With a mere 18 votes - out of more than 36,000 cast - separating the Democratic and Republican nominees in a state House race in Chester County, attorneys for the rivals argued Tuesday over whether 21 unopened provisional ballots should be counted.
The Chester County Board of Elections, which consists of the county's three commissioners, decided to count two of the ballots, which remain unopened pending appeals, and throw out 19 that they determined were not submitted by the appropriate deadlines or did not meet other requirements.
West Chester Mayor Carolyn Comitta, a Democrat, has 18 more votes than three-term Republican Rep. Dan Truitt, according to a ballot review the Department of Voter Services conducted last week at which representatives of both candidates kept an unofficial tally of votes.
In the new term, Republicans will have their largest majority in the House in 60 years, according to GOP officials. At the unofficial vote count Nov. 9, Truitt was part of that group, ahead by fewer than 80 votes. After county officials counted military and absentee ballots, however, Truitt lost that lead.
"A very basic democratic principle is that every valid ballot should be counted," Comitta said, explaining her decision to bring the provisional ballots before the Board of Elections.
Both sides have until Monday to appeal the board's decision to Chester County Court. The 156th District race was the only one in which a challenge was filed to Voter Services' initial decision to throw out provisional ballots.

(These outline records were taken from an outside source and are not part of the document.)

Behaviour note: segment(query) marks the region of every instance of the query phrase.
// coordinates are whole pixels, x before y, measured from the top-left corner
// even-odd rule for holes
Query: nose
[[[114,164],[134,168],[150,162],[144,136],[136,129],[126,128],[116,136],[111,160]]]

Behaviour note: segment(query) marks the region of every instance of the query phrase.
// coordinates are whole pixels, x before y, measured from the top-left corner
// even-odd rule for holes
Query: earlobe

For 14 of the ballots the board tossed Tuesday, the board ruled the voters registered after the registration deadline. In other cases, voters did not submit required signatures to the Department of Voter Services when they applied for voter registration.

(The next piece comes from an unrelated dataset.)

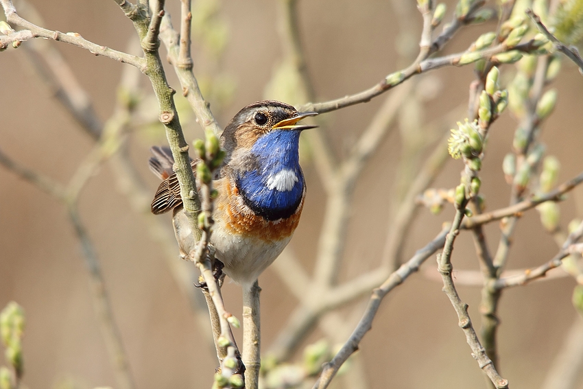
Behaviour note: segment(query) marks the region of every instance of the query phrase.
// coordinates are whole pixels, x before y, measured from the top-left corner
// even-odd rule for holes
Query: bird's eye
[[[255,119],[255,123],[259,126],[263,126],[267,122],[267,117],[261,113],[256,113],[254,119]]]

Voters who receive provisional ballots include those whose names do not appear in the voter rolls at a polling place and those who are first-time voters and are unable to show valid identification. Voters submitted 107 provisional ballots in the House race in Chester County, according to the Department of Voter Services.
Of those, Comitta's attorney, Samuel Stretton, challenged 66. He withdrew his challenges to 45 of those, citing lack of evidence.
Attorney Guy Donatelli of Lamb McErlane represented Truitt. Truitt said he wants the outcome to be "just" and is "looking forward to getting this wrapped up. Either way."
Truitt also said he is likely to ask for a recount.
This article was updated to correct the reasons provisional ballots were thrown out.